Monday, 18 June 2012
Mr. Dog and Carrie Bradshaw sure make an odd couple. I think she's giving him the Szechuan Treatment. Confused? Read on.
Having no money killed any dreams of living and interning in New York City this summer, so I’ve decided to live vicariously through Sex and the City.
Now, I know you either love Ms. Bradshaw or think she looks like the ugly cousin of a horse. And I know some people think she raids her dead granny’s closet for clothes. But I’m of the opinion that she’s kind of sexy in an, “I have a ridiculous dancer’s body and I always come up with sick column topics,” kind of way.
So I’ve stolen one for this post. I’ve called it the Szechuan Treatment. For those who are asking W.T.F. is Szechuan, it’s just a style of Chinese food. I’ll set the scene.
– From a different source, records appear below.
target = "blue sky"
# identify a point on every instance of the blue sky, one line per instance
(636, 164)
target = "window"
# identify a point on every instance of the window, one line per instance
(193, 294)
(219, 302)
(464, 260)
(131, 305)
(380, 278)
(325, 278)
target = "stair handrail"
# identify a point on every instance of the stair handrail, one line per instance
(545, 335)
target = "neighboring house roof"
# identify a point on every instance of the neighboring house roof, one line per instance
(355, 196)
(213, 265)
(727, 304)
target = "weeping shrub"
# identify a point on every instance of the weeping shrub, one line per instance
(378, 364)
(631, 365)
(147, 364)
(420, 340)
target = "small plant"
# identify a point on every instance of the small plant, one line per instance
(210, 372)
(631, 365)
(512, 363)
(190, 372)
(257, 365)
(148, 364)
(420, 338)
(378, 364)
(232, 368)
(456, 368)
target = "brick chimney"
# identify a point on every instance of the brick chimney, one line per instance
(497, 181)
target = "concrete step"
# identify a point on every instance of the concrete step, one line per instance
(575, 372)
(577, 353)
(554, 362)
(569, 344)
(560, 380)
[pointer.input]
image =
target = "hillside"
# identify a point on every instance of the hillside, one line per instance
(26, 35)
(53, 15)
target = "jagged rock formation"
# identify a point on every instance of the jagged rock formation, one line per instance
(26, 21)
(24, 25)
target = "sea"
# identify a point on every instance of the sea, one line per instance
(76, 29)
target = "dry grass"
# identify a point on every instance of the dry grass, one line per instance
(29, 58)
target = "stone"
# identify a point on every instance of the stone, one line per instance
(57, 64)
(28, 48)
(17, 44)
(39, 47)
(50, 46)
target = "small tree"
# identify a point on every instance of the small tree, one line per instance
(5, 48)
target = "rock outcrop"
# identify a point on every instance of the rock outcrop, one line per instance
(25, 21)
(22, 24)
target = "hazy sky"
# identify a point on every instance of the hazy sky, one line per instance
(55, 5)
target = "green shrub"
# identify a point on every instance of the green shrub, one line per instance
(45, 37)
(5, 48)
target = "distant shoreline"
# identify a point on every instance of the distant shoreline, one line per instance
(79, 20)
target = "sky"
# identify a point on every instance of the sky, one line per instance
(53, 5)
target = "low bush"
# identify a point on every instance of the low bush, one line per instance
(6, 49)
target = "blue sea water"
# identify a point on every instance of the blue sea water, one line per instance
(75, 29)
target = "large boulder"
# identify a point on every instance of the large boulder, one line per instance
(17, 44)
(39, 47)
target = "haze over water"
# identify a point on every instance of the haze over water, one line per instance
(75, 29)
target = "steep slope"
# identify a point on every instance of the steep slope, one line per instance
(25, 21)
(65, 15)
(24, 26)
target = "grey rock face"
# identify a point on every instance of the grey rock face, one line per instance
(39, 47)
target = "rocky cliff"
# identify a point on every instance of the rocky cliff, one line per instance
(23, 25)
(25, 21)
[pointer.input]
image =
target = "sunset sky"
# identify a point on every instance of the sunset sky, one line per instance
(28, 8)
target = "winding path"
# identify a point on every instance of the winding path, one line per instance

Carries just had sex with Mr. Big (Woops, it was the first date). Following on from sex on the floor, Big takes Carrie out to dinner. They run into a male friend of Carrie’s, who’s on a date. Carrie’s friend doesn’t introduce the woman he’s with because, as he later admits to Carrie, he thinks she’s “too ugly,” for introductions. That’s why he takes her to the shitty Szechuan joint that Big took Carrie to.
Cue Carrie’s paranoia. She’s broken her “no sex on the first date rule,” and is convinced that Big is hiding her out in a cheap-ass restaurant because he’s too embarrassed to introduce her to the rest of New York as his living, breathing girlfriend.
Ask yourself this question: Have you ever dated someone you thought you were too good for? Have you ever given someone the Szechuan Treatment?
If you’re not sure think about it.
1) Did you fuck, and then take them for Szechuan (or equivalent), safe in the knowledge there was no chance you would meet anyone you knew?
2) Were you too embarrassed to introduce them to your friends because, in your opinion, they’re a great fuck but also got hit with the ugly stick?
3) Did you only meet them in the safety of your own house?
4) Did you just look at them and think “Oh, you’re lovely but I can’t possibly risk my gene pool on you?”
Here’s my two cents. I definitely didn't apply the Szechuan treatment to my girlfriend. In fact, I’m very lucky to have her, as you can tell by this list. It's not a pity party, just a few reasons why she's great.
And luckily for Carrie, Big wasn’t doling out the S. Treatment. He just digs greasy Chinese food.
Have you given someone the Szechuan Treatment? Have you ever realized that you’ve been on the receiving end of the Szechuan Treatment?